Kedua: Hutang-piutang semestinya dipersaksikan dan tertulis

Sebagaimana yang diperintah oleh Allah dalam QS: Albaqarah ayat 282. Hal ini begitu penting untuk menghindari potensi kedzaliman yang mungkin di lakukan oleh salah satu pihak, baik penghutang atau si pemberi hutang di kemudian hari. Banyak kasus terjadi dimana orang-orang yang berhutang mengingkari hutangnya ketika ditagih oleh si pemberi hutang. Maka disinilah perlunya saksi dan pencatatan dalam akad hutang piutang.

Ketiga: Berniat melunasi dengan sungguh-sungguh

Ketika berhutang hendaknya seseorang berniat untuk segera melunasinya bila sudah mempunyai kemampuan membayar. Niat yang benar untuk membayar hutang akan membantu seseorang dalam melunasi hutangnya. Rasulullah Shalallahu ‘Alaii Wassallambersabda;

مَنْ أَخَذَ أَمْوَالَ النَّاسِ يُرِيدُ أَدَاءَهَا أَدَّى اللَّهُ عَنْهُ وَمَنْ أَخَذَ يُرِيدُ إِتْلَافَهَا أَتْلَفَهُ اللَّهُ

“Siapa yang mengambil harta manusia (berhutang) disertai maksud akan membayarnya maka Allah akan membayarkannya untuknya, sebaliknya siapa yang mengambilnya dengan maksud merusaknya (merugikannya) maka Allah akan merusak orang itu.” (HR. Bukhari)

Rasulullah Shalallahu ‘Alaii Wassallam menerangkan seseorang yang berhutang dan mempunyai niat buruk untuk tidak melunasinya maka kelak ia akan menghadap Allah dengan menyandang predikat sebagai seorang pencuri.

فأَيُّمَا رَجُلٍ يَدِينُ دَيْنًا وَهُوَ مُجْمِعٌ أَنْ لَا يُوَفِّيَهُ إِيَّاهُ لَقِيَ اللَّهَ سَارِقًا

“Orang mana saja yang berhutang dan berniat tidak membayarnya, maka ia akan datang menghadap Allah sebagai seorang pencuri.” (HR. Ibnu Majah)

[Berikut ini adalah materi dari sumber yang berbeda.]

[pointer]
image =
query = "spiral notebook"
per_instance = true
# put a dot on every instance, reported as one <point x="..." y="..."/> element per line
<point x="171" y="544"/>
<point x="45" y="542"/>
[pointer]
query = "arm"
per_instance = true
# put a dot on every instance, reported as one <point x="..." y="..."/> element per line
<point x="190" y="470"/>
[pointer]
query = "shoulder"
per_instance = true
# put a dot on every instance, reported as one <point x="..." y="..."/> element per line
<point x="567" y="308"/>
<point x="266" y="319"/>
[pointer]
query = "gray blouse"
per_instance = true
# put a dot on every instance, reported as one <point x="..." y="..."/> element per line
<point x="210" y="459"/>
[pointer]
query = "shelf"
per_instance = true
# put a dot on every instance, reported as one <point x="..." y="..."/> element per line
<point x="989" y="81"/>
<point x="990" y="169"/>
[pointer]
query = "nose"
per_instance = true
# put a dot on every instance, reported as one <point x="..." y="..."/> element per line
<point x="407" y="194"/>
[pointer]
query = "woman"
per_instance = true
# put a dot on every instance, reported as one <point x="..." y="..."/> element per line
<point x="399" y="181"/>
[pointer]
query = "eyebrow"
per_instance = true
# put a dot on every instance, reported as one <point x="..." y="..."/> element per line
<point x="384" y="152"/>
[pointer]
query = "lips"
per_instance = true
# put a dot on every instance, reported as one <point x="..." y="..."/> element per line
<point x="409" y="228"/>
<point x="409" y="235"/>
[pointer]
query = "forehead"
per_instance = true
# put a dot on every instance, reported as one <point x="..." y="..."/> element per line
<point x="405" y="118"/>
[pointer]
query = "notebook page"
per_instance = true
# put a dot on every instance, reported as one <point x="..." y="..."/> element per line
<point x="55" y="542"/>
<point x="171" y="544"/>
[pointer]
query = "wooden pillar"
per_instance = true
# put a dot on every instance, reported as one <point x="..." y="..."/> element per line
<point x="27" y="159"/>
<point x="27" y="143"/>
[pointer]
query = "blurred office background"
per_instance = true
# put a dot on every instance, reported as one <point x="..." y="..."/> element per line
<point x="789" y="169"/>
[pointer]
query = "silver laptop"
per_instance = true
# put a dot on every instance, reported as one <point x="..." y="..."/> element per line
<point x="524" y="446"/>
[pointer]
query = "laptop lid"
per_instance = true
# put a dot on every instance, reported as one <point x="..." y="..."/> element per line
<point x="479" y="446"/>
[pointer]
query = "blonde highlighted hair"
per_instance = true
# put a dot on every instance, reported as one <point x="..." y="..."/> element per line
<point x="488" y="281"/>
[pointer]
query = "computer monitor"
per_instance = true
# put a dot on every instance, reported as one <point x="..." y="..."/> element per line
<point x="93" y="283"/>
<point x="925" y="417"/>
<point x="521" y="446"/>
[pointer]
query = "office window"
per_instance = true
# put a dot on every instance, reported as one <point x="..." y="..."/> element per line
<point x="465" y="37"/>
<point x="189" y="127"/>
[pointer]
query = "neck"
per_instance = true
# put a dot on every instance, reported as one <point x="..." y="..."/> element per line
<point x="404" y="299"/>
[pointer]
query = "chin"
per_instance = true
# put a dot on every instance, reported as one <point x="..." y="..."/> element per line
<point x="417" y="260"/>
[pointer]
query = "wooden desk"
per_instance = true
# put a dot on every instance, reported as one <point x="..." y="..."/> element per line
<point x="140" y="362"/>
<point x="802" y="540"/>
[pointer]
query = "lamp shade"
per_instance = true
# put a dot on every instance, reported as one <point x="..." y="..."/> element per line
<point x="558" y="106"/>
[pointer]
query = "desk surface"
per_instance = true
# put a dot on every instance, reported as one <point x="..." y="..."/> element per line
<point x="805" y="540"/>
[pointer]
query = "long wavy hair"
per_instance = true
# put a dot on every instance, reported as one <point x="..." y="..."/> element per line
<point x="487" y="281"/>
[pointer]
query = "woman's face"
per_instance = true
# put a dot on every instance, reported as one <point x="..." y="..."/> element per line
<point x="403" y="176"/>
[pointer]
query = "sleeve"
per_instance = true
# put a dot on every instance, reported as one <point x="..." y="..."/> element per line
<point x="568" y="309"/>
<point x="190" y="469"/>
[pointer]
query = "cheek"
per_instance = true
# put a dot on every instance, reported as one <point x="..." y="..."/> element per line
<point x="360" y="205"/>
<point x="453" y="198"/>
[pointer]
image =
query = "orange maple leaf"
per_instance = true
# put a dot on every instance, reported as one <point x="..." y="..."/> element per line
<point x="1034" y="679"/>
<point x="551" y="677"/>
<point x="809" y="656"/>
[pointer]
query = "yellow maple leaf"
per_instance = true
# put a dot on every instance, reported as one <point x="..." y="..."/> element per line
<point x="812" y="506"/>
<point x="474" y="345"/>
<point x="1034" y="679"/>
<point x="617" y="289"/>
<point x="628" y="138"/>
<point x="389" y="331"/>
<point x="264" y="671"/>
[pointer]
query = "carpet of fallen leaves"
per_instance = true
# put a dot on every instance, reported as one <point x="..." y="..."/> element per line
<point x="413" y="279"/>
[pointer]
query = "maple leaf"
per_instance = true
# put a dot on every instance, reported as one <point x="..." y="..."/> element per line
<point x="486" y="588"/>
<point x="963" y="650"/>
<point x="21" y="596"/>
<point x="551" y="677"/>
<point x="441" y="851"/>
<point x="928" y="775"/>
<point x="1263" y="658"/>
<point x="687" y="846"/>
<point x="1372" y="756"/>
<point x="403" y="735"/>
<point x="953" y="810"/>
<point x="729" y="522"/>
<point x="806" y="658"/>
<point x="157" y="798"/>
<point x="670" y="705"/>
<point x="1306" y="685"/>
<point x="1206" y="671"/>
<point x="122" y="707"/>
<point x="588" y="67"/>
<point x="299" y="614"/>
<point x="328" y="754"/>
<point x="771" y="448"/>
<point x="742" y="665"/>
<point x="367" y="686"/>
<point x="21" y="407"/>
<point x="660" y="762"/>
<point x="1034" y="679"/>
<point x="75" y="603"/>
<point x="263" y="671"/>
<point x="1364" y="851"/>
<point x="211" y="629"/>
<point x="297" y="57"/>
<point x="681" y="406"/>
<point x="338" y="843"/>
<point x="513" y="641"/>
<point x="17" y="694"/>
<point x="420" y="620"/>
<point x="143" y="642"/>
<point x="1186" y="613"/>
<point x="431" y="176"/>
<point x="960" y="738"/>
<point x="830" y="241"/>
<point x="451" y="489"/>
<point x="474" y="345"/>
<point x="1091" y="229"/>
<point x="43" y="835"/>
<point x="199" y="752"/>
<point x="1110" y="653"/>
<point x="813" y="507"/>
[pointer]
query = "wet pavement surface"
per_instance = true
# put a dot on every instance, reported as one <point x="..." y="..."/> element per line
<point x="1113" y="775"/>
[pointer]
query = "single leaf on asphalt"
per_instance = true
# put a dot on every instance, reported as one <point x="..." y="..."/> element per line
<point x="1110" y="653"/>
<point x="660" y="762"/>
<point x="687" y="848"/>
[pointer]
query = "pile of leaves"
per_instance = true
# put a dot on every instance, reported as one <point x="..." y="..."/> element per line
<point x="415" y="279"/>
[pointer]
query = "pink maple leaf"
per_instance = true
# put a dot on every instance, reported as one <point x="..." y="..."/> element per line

Keempat: Melunasi dengan cara yang baik

Ketika melunasi hutang hendaknya si penghutang melunasi dengan cara yang baik. Termasuk cara yang baik dalam melunasi hutang adalah melunasinya tepat pada waktu pelunasan yang telah disepakati bersama.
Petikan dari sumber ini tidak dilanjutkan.